Because Orion is a hunter, many of the constellations near it are associated with his activities as a hunter.
Lepus the Rabbit
Lepus is faint constellation that lies directly below Orion. This poor, cute little bunny is what the mighty hunter seems to be pursuing. It’s very hard to make out an image of a rabbit in this group of stars, but if you consult the map you can make out, perhaps, the tips of its ears and its hunched body.
Canis Major the Big Dog
Sirius the brilliant blue-white star marks the location of the constellation of Canis Major, one of Orion’s hunting dogs. The image of the constellation suggests the dog is standing on its hind legs with its front legs out to the right with Sirius representing the dog’s head.
Sirius, whose name means “The Sparkling One” and is commonly referred to as “The Dog Star,” is the brightest star visible in the sky. Although it is not an intrinsically bright star, it appears luminous to us because it is located in our neighborhood so to speak. Sirius is “only” about 8 light-years distant from the earth. A light-year is a unit of distance that it takes a beam of light to travel in one year. It’s head-spinning to think that one light-year equals 5.88 trillion miles.
Because of its brightness, Sirius has a prominent place in the mythology of the sky and human history. The Greek poet Homer who wrote the Odyssey compares Achilles chasing Hector around the walls of Troy to the “Dog Star sparkling in the autumn.” The rising of the Nile in ancient Egypt was equated to Sirius rising with the sun. Finally, the hot days of August are referred to as “Dog Days” because it was thought that the heat was caused by the additional warmth contributed by Sirius during the day.
The bright star just to the right of Sirius towards Lepus is called Mirzam: “The Announcer.” It is so-called because it rises shortly before Sirius and so “announces” Sirius’ imminent appearance.
Canis Minor the Little Dog
Canis Minor is not much of a constellation. It only has two stars that are easily and obviously visible to the naked eye. The brightest, though, is a nice bright star called Procyon: “Before the Dog.” Procyon gets its name because it rises before Sirius does and so, like Mirzam, announces the arrival of Sirius.

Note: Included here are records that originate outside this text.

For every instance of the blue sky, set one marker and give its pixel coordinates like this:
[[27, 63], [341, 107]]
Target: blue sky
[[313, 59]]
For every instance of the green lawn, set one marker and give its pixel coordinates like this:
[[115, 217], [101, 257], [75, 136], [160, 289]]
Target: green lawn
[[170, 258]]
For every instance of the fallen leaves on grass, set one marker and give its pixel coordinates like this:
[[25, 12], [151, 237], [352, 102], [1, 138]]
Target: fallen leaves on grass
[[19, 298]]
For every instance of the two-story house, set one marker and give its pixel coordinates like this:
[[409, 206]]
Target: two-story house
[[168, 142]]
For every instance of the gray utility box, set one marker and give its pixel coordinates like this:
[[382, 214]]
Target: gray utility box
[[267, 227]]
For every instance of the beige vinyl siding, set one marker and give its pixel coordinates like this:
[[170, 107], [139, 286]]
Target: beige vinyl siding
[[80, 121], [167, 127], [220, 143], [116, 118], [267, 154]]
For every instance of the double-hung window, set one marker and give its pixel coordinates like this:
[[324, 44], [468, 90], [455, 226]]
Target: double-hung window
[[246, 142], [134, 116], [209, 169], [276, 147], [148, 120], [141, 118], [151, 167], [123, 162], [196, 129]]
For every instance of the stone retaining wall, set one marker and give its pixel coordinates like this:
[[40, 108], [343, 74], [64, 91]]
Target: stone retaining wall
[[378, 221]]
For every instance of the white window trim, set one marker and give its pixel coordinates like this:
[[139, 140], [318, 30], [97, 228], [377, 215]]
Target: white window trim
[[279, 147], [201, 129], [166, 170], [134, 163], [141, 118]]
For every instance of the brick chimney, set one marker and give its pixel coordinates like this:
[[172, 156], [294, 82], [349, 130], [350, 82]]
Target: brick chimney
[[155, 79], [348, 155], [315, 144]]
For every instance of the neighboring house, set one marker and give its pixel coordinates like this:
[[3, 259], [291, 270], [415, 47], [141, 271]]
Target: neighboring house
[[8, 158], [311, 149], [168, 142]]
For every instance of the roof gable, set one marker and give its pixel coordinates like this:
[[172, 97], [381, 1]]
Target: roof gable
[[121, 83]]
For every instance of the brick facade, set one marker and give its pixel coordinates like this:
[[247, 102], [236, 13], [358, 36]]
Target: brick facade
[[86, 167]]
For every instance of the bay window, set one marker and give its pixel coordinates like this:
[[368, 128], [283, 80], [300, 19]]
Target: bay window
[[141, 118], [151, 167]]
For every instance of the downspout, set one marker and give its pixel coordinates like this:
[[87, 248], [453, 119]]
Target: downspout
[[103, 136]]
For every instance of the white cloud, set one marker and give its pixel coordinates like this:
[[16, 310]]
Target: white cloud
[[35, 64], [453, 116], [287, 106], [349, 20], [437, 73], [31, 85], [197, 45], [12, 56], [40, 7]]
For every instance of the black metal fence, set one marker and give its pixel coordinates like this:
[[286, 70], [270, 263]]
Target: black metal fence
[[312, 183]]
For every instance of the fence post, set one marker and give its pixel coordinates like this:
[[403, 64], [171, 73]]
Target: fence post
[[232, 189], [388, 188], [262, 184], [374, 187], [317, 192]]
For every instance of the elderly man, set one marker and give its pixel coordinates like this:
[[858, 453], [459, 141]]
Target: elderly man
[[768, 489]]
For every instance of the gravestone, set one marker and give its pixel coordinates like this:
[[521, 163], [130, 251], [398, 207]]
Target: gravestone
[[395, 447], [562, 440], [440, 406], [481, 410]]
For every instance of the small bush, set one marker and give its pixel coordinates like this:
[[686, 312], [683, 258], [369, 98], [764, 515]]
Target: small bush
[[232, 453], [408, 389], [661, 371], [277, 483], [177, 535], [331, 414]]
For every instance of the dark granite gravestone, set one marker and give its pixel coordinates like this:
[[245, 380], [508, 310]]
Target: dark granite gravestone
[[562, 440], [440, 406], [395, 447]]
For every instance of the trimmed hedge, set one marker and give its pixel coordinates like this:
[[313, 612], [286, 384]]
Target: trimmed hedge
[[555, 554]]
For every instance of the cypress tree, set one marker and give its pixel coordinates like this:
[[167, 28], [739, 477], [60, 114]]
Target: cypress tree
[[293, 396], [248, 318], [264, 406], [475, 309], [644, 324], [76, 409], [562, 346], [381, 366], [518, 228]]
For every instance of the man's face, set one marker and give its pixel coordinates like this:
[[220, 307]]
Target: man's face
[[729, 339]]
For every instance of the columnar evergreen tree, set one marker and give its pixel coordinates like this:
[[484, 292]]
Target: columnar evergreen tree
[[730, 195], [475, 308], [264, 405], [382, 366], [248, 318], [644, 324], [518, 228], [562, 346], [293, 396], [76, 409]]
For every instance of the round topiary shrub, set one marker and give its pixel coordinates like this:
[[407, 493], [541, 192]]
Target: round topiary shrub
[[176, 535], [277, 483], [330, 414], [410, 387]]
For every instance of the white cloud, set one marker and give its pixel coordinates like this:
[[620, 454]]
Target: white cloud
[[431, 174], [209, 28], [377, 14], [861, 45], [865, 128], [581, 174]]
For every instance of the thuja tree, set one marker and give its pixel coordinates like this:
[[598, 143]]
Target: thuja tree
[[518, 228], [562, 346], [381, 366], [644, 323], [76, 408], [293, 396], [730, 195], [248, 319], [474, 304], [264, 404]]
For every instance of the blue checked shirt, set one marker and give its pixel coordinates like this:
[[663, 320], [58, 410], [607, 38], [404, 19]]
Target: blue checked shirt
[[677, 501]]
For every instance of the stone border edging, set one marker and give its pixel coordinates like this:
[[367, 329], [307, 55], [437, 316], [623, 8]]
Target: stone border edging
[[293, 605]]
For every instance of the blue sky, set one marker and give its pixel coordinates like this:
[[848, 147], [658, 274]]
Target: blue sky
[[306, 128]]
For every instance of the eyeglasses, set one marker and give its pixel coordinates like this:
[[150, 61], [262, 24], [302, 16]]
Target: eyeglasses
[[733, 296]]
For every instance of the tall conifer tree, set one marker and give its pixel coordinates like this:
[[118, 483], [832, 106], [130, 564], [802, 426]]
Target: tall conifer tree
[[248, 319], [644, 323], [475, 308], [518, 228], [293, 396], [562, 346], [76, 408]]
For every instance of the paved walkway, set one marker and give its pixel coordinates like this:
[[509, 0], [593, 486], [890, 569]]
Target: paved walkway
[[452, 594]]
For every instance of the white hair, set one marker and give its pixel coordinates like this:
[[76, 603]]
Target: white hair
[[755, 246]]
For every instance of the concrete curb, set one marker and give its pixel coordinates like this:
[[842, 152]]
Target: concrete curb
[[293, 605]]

Procyon can be found easily by drawing a line between Betelgeuse in Orion and Sirius. Consider this the base of an equilateral triangle with Procyon at its apex to the left of Sirius and Betelgeuse. The triangle of stars is called “The Winter Triangle” and is an easy way to assist yourself navigating the night sky this time of year.
Taurus the Bull
The last constellation we will locate tonight is Taurus. To identify Taurus return to Orion and draw a line from Betelgeuse through the three stars in his head and extend it about four times that length. This brings you to the bright red star of Aldebaran: “The Follower.”

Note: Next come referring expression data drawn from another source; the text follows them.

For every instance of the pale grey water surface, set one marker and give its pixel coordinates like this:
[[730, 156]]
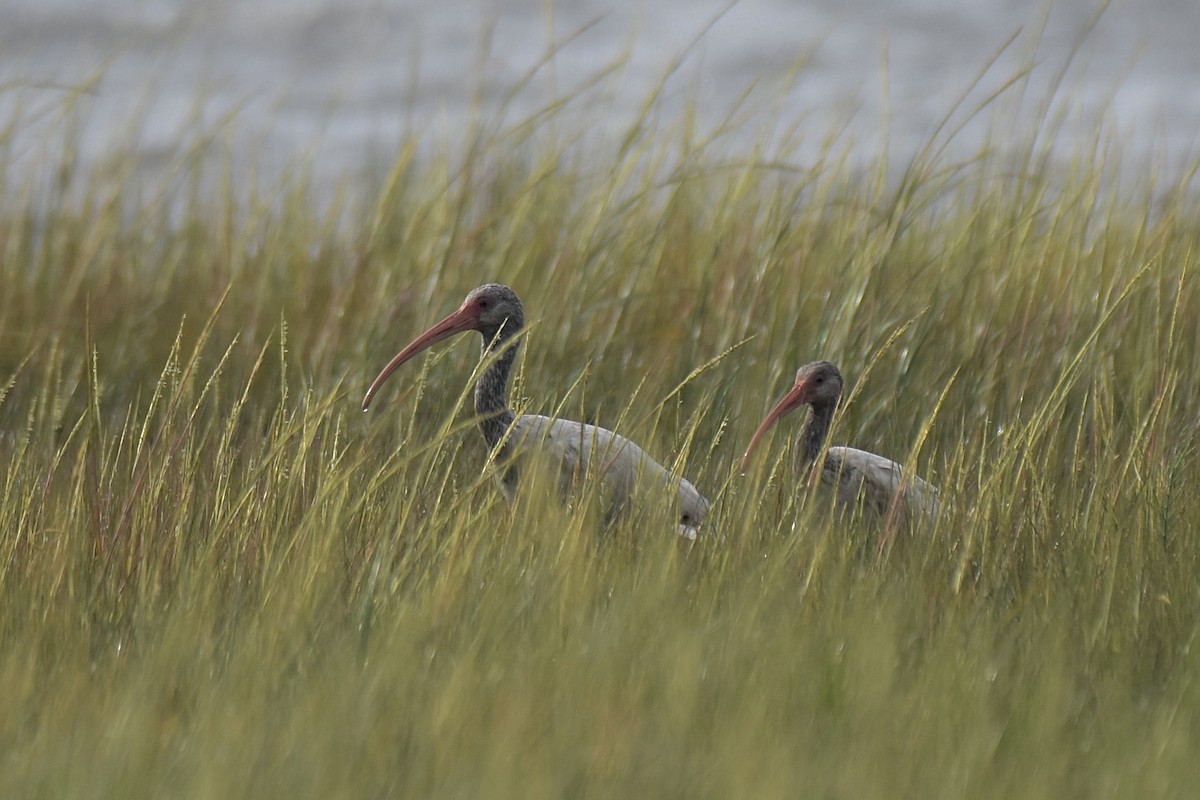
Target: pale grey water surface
[[340, 82]]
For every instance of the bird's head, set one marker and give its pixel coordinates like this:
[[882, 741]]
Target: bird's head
[[491, 310], [816, 384]]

Aldebaran is embedded in a V-shaped group of stars that represent the face and head of the bull as it charges Orion. This group of stars, a star cluster, is called The Hyades: “The Rainy Ones.” The cluster received this name because its appearance in the evening autumn sky was associated with the onset of rainy weather.
Follow the two lines of stars that form the Hyades off to the upper left and you will see the two stars that form the tips of the bull’s horns. Your map will help you see this.
The other well-known star cluster in Taurus is The Pleiades: “The Many.” This brilliant compact group of stars to the right of the Hyades has had a profound association with humanity from the beginnings of our history. The stars have represented many things to different cultures throughout history, Seven Sisters, a Sieve, and a Hen and its Chicks. The Pleiades is one of the best sights of the evening sky.
The Planet Mars
Mars has been in the news recently due to the space probe Perseverance successfully landing on the surface. Mars is currently visible in Taurus below and to the right of The Pleiades as a bright reddish “star.” Compare how it looks with the other two bright red stars we have seen tonight: Betelgeuse in Orion and Aldebaran in Taurus.
We hope you enjoyed your self-guided February Night Sky Tour. When circumstances allow, we look forward to gathering in person for these celestial events.